Both Democrats in competitive races who voted for the bill, Collin C. Peterson of Minnesota and Ron Kind of Wisconsin, have mixed records in the eyes of gun rights groups.

Another tack

A similar measure — without any concealed carry provisions attached to weigh it down — has the sponsorship of 13 Democratic and a dozen Republican senators. But its author, Majority Whip John Cornyn of Texas, openly doubts that he can get the narrow bill passed now that senators supportive of the NRA have the opportunity to push instead for the two-pronged House measure.

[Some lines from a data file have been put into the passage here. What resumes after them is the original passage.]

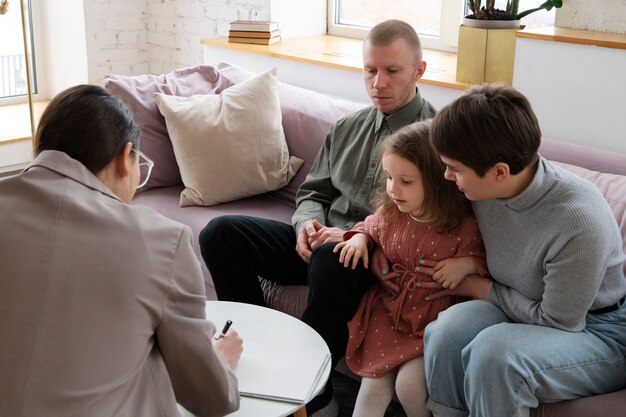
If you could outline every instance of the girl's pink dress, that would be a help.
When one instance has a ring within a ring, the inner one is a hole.
[[[465,219],[458,233],[439,234],[406,213],[389,221],[377,212],[357,223],[344,238],[354,232],[366,233],[381,246],[399,274],[370,288],[348,323],[348,367],[358,375],[375,378],[423,355],[424,328],[458,299],[450,296],[424,300],[439,290],[415,285],[431,281],[430,276],[417,271],[420,259],[471,256],[478,273],[486,276],[485,249],[473,216]]]

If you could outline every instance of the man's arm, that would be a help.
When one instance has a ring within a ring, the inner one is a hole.
[[[330,148],[334,135],[335,126],[326,135],[311,170],[296,194],[296,211],[291,218],[296,234],[304,223],[313,219],[326,225],[330,205],[339,195],[339,190],[333,185],[330,169]]]
[[[315,162],[296,194],[296,211],[291,222],[297,235],[296,251],[308,262],[311,253],[326,242],[341,241],[343,230],[327,226],[330,206],[340,195],[330,168],[331,144],[335,126],[331,127]]]

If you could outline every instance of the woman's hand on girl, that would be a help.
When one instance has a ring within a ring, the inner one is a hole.
[[[443,288],[440,283],[434,281],[420,282],[419,287],[441,289],[441,291],[426,297],[427,301],[449,295],[461,295],[464,297],[472,297],[476,300],[486,300],[489,296],[489,290],[491,290],[491,280],[489,278],[481,277],[478,274],[472,274],[466,276],[454,289]]]

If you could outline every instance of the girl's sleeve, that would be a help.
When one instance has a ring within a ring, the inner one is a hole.
[[[371,242],[378,244],[380,237],[379,230],[382,226],[381,222],[382,216],[380,216],[378,212],[370,214],[365,220],[358,222],[352,229],[345,232],[343,234],[343,240],[348,240],[357,233],[363,233]]]

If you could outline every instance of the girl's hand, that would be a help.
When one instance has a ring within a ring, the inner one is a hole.
[[[337,243],[333,252],[337,253],[341,250],[339,263],[342,263],[346,268],[350,267],[350,261],[352,261],[352,269],[355,269],[359,263],[359,259],[362,258],[363,266],[367,269],[369,267],[368,243],[369,238],[366,235],[357,233],[349,240]]]
[[[476,273],[476,266],[471,257],[448,258],[439,261],[433,268],[433,281],[443,288],[455,289],[469,274]]]

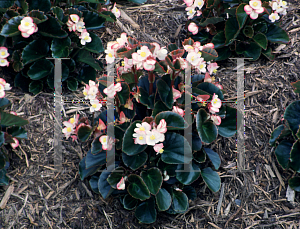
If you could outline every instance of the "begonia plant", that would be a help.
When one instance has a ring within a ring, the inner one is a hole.
[[[295,93],[300,93],[300,80],[292,83]],[[275,147],[278,163],[285,170],[292,169],[293,177],[289,186],[300,192],[300,100],[287,106],[283,115],[284,123],[271,134],[270,145]]]
[[[219,56],[232,53],[257,60],[261,54],[273,60],[272,43],[289,42],[282,29],[283,0],[184,0],[188,31],[195,41],[213,43]]]
[[[17,73],[15,86],[34,94],[43,88],[54,90],[54,60],[49,58],[66,58],[61,80],[70,90],[95,80],[103,64],[94,55],[104,48],[94,30],[120,16],[106,2],[0,1],[0,66]]]
[[[0,186],[9,184],[6,175],[9,167],[9,149],[16,149],[21,139],[27,139],[27,132],[22,126],[28,124],[28,121],[19,117],[16,112],[5,111],[10,105],[9,100],[5,98],[5,91],[10,89],[9,83],[0,78]]]
[[[121,61],[116,76],[101,76],[83,89],[93,119],[75,115],[63,122],[66,138],[92,140],[79,164],[81,179],[90,177],[92,190],[104,199],[119,196],[142,223],[155,222],[160,211],[186,212],[188,200],[197,196],[191,184],[200,177],[210,190],[218,191],[221,160],[209,144],[218,134],[236,133],[236,109],[222,103],[222,86],[213,77],[218,68],[213,44],[186,39],[182,45],[160,47],[121,34],[105,50],[107,64]],[[198,72],[190,79],[191,94],[182,78],[186,68]],[[189,120],[185,96],[192,101]],[[105,101],[111,98],[115,121],[108,123]],[[108,135],[111,128],[114,136]],[[112,149],[115,169],[108,172]]]

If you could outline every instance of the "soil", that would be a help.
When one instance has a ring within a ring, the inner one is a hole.
[[[78,164],[88,144],[63,140],[63,170],[53,161],[53,93],[34,96],[13,88],[7,93],[11,110],[29,120],[28,139],[10,152],[10,185],[0,188],[0,200],[12,190],[6,207],[0,210],[0,228],[300,228],[300,194],[287,201],[291,170],[277,163],[268,142],[272,130],[282,123],[285,108],[299,95],[291,82],[300,79],[300,3],[289,1],[283,27],[291,42],[276,45],[276,58],[245,61],[245,152],[237,160],[236,136],[218,138],[209,147],[221,157],[222,188],[212,193],[195,182],[197,199],[185,214],[160,213],[151,225],[142,225],[133,211],[124,210],[112,197],[104,200],[92,192],[88,180],[81,181]],[[118,5],[126,13],[118,23],[98,33],[104,45],[126,32],[138,40],[175,42],[180,46],[187,29],[183,1],[149,0],[146,4]],[[106,46],[105,46],[106,47]],[[220,63],[217,79],[226,90],[225,99],[236,99],[236,61]],[[101,73],[102,74],[102,73]],[[2,69],[0,77],[13,85],[14,74]],[[65,98],[82,97],[82,90],[65,92]],[[82,108],[78,110],[77,108]],[[82,104],[65,104],[64,120],[77,112],[90,115]],[[237,162],[245,167],[238,172]],[[222,198],[220,198],[222,197]],[[220,206],[218,208],[218,205]],[[217,214],[218,213],[218,214]]]

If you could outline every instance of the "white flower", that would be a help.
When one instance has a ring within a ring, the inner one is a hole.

The House’s concealed carry bill has already bubbled up in at least one Senate race. Both leading candidates for the GOP nomination in West Virginia, state Attorney General Patrick Morrisey and Rep. Evan Jenkins, are touting their support for the bill in contrast to the position of the incumbent, Democrat Joe Manchin III, who has become a leading Democratic gun control advocate in the past five years after decades on the other side of the issue.

The House bill also tells the Justice Department to study — but only study — the criminal use of “bump stocks,” the piece of equipment that transforms a semiautomatic weapon into a de facto machine gun. Such devices enabled a gunman in Las Vegas to kill 58 people and roughly 500 others at a concert in October. Legislation to outlaw bump stocks has been put on hold by GOP leaders while the Justice Department determines whether current laws allow the product to be pulled off the shelves because using them amounts to manufacturing a prohibited kind of gun.